In January, Schulz wrote about how the small and isolated number of modern Pagans in places like Syria and Egypt were falling silent as fighting and political turmoil reached new heights.


    “The situation in Syria appears to be more grave, according to the last messages I received from the five Pagans I chat with regularly. They spoke of the fighting and how places looked like Beirut, buildings just shells of themselves, rubble blocking the streets. They detailed neighbors going missing. Islamic fundamentalist patrols that monitor behavior and took violent action against people who violated rules and customs. They debated fleeing, worried about being outed as a Pagan, and started destroying or burying altars. Three began attending local mosques to show their devotion to Islam.

    Yana dropped off first.  I last heard from her in June of 2012.  Bayan, another Syrian Pagan, also hadn’t heard from her but said fighting in her area was intense.  He said he had seen patrols targeting young women and men, beating them and he said it was rumored they were raping them.  He thought perhaps she fled to a safer area or was silent to avoid detection.”

These aren’t Christians or Muslims accused of sorcery, these aren’t dissidents accused of heresy, these are our people. These are modern Pagans, people interested in reviving their own culture’s pre-Christian past, people who were, and are, deeply curious about what their Western cousins were doing, what we were thinking. These were our people killed in this conflict “over there.” Our people in hiding, on the run, pretending to be (the right kind of) Muslims, trying to survive. The situation brings to mind a classic chant often used as public Pagan rituals by Morning Feather and Will Shepardson.

    “We are an old people, we are a new people, we are the same people, stronger than before.”

To my mind, the chant was about continuity, about solidarity. That modern Pagans were diverse, that we came from different sources, but that we were a movement who were now coming together to be stronger, to declare ourselves to the world. It’s time that our movement claimed the full responsibility for our success. We have been working a global spell for the last fifty years, telling everyone that the Witches, the Pagans, the Heathens, the old ways, were back, that everyone who felt that connection should embrace it, should return to the old gods, should join us in becoming a movement of people who were stronger than when we fell before. The spell has worked, now we must embrace what it has brought us, however imperfect, or inconvenient, or painful some of it may be. When you try to change the dominant religious paradigms of the world, people will die, they will be placed in danger by mobs who want power, who fear change, who want to establish never-ending towers of dominance. This is not hyperbole, because far from the (relative) privilege and safety of the West, there are people who heard our chants, our calls, and are now hiding and dying as a result.

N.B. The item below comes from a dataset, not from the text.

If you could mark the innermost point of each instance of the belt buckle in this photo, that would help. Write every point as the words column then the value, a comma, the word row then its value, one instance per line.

What can we do? What should we do? We start by engaging with the world, by re-doubling our interfaith efforts, by supporting the organizations that are sending people to speak for us. Beyond that, we can support Doctors Without Borders, who have a long and positive track-record of helping people in war-stricken lands (there’s an option to earmark for Syria), and we can educate ourselves on all those issues “over there.” This self-education doesn’t mean we all have to agree on how we should respond, but we can at least start from a place of awareness when we do have these conversations. Finally, we can pray, do magic, and do ritual, for all Pagans across the world endangered because of who they are, because of where they are, realizing that such workings are the prelude, not the end-point, of action.